Friday, April 4, 2008

Overheard in Panera

This should actually be a category of posts on its own, as I'm at Panera a couple times a week and am often treated to the conversations of true wackadoos.

This morning, a man sits with his teenage son at a table very close to mine. Said man has done his level best to terrorize the son during the past 45 minutes. Evidently, father thinks son is not working hard enough to secure an internship with a major investment firm for next year (son's first year in college).

Father: "Do you want to be a floor sweeper? That's what your option will be if you don't GET this internship."
(A's thoughts: Is the line between Wall Street investment banker and broom pusher really so thin? Holy crap! What does this mean for me? One stumble and I'll be working as a low-dollar hooker on the south side of... I don't know, south side of somewhere... I'm really listening now. This man could be saving his son's life AND mine.)
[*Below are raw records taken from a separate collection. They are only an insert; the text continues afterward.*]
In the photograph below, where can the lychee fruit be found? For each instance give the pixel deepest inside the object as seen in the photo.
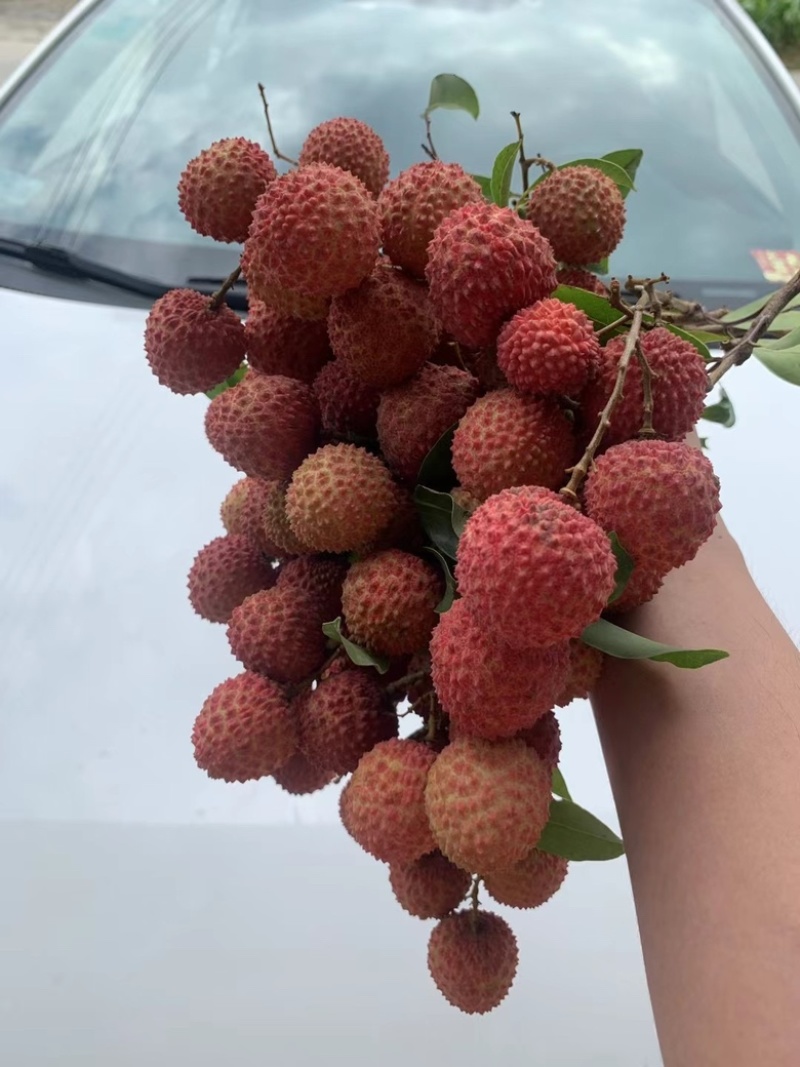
(507, 439)
(353, 146)
(488, 802)
(389, 602)
(265, 426)
(284, 345)
(530, 882)
(678, 385)
(384, 330)
(316, 231)
(580, 211)
(277, 633)
(489, 688)
(548, 348)
(484, 264)
(219, 188)
(415, 203)
(190, 347)
(533, 570)
(340, 497)
(346, 716)
(660, 497)
(413, 416)
(224, 573)
(473, 958)
(348, 405)
(383, 805)
(244, 730)
(429, 888)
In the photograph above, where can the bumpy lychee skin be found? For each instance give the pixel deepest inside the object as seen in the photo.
(265, 426)
(389, 602)
(678, 385)
(534, 570)
(548, 348)
(473, 958)
(415, 203)
(528, 884)
(284, 345)
(219, 188)
(413, 416)
(507, 439)
(488, 802)
(488, 688)
(659, 497)
(277, 633)
(316, 231)
(244, 730)
(348, 405)
(191, 348)
(346, 716)
(340, 498)
(429, 888)
(472, 249)
(383, 805)
(580, 211)
(224, 573)
(385, 330)
(352, 145)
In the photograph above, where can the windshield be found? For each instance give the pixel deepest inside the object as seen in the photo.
(93, 144)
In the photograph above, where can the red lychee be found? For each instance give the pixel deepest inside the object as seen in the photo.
(488, 802)
(533, 570)
(353, 146)
(224, 573)
(265, 426)
(190, 347)
(219, 189)
(415, 203)
(316, 231)
(429, 888)
(484, 264)
(507, 439)
(580, 211)
(473, 958)
(528, 884)
(384, 330)
(413, 416)
(244, 730)
(383, 805)
(277, 633)
(548, 348)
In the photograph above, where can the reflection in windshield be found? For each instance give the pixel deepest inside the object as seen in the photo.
(93, 149)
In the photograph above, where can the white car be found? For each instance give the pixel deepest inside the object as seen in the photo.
(148, 914)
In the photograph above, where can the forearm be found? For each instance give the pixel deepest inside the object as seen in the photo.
(705, 769)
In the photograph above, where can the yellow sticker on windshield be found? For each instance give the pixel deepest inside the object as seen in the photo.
(777, 266)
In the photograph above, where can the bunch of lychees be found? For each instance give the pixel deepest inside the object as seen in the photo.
(390, 322)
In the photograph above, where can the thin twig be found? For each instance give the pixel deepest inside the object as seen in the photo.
(276, 150)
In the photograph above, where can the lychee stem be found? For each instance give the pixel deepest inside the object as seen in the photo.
(275, 149)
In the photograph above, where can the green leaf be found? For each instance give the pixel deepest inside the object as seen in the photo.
(576, 834)
(616, 641)
(559, 785)
(624, 568)
(442, 516)
(436, 471)
(228, 383)
(358, 655)
(449, 595)
(451, 92)
(721, 411)
(504, 168)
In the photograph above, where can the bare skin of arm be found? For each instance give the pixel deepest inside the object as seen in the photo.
(705, 770)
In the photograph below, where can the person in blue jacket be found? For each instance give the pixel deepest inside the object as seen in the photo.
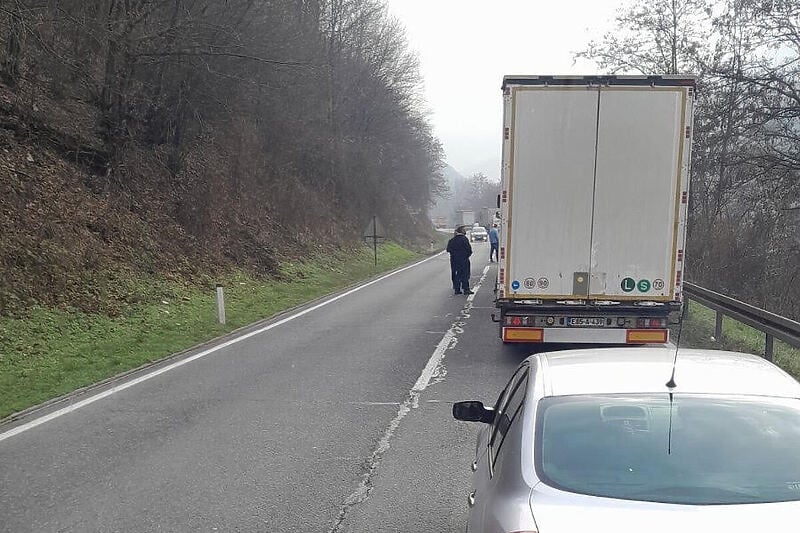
(494, 241)
(459, 249)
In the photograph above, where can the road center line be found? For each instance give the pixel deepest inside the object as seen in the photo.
(432, 369)
(122, 386)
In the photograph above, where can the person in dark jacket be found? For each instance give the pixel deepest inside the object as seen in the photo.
(459, 249)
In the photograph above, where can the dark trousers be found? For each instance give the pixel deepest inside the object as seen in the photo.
(459, 271)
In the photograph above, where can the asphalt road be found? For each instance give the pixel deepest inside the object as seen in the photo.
(338, 420)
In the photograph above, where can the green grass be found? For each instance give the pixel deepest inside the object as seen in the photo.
(52, 352)
(698, 332)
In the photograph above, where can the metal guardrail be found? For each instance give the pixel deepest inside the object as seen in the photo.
(773, 326)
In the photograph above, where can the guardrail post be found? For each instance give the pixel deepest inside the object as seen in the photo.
(769, 347)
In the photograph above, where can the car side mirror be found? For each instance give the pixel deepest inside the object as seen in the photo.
(473, 412)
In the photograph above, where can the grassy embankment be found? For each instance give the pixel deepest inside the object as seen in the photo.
(52, 352)
(698, 332)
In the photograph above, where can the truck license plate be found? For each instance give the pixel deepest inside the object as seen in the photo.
(583, 321)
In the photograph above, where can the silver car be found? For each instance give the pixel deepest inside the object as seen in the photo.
(638, 440)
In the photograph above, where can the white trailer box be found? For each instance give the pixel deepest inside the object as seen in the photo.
(595, 182)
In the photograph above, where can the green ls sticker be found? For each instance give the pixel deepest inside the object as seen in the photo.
(628, 284)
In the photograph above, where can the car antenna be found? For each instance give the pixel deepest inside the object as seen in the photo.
(671, 383)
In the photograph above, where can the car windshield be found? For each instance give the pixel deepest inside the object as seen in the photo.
(698, 449)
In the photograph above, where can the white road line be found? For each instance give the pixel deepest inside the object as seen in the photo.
(432, 370)
(117, 388)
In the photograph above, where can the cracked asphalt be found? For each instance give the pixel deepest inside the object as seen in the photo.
(335, 421)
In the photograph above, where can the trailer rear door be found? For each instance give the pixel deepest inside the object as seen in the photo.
(553, 136)
(637, 192)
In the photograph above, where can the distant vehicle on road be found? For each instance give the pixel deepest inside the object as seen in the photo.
(593, 206)
(619, 440)
(478, 233)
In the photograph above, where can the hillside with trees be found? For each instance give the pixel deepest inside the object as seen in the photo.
(744, 232)
(179, 137)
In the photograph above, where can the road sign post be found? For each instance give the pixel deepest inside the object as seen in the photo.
(373, 233)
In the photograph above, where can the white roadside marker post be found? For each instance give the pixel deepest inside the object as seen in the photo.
(220, 304)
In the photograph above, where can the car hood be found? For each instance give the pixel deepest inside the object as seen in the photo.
(557, 511)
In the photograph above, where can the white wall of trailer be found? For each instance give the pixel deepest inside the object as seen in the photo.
(595, 182)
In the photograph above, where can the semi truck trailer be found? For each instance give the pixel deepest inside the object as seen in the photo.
(593, 206)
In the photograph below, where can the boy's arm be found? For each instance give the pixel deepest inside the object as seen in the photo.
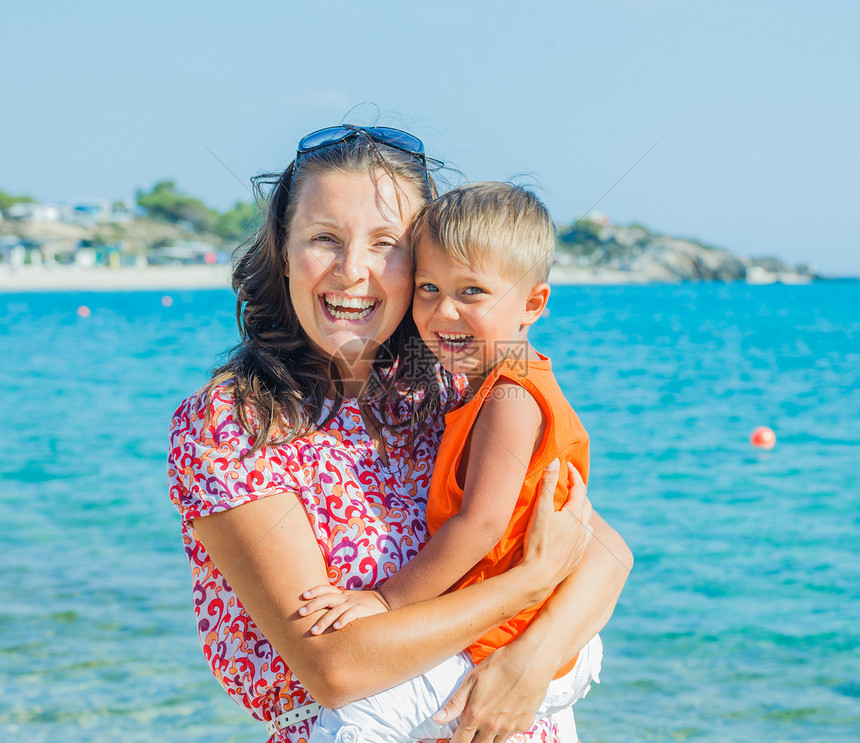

Father: "Give me an example -- one example -- of your advanced critical thinking skills."
(A's thoughts: This kid's frontal lobe isn't fully developed, Father. It's true.)

Son: "Um, I called the lifeguard when I saw someone in trouble in the pool."
(A's thought: Poor kid, he's really nervous now. Totally white bread, upper middle class. Father is now painting a picture of ghetto life, something he's read about in the Washington Post. Sweat. Sweat. Thus came Son's lifeguard scenario.)

Father: "That is most certainly not an example of critical thinking skills. Is that the best you can do? What are you learning in your advanced business courses? I could have answered such a question when I was your age. You are behind."

And so it continued. Really, it became quite intense. Is this what leads to those seemingly inexplicable stories of suburban tragedy where the teenage son who "had it all" turns on his parents?

I get so annoyed. While the scene started out humorous, by the end of their conversation, I felt like gouging my fork in the dad's eye.

Gotta get back to work. I'm evidently one slip-up away from panhandling and pimpville.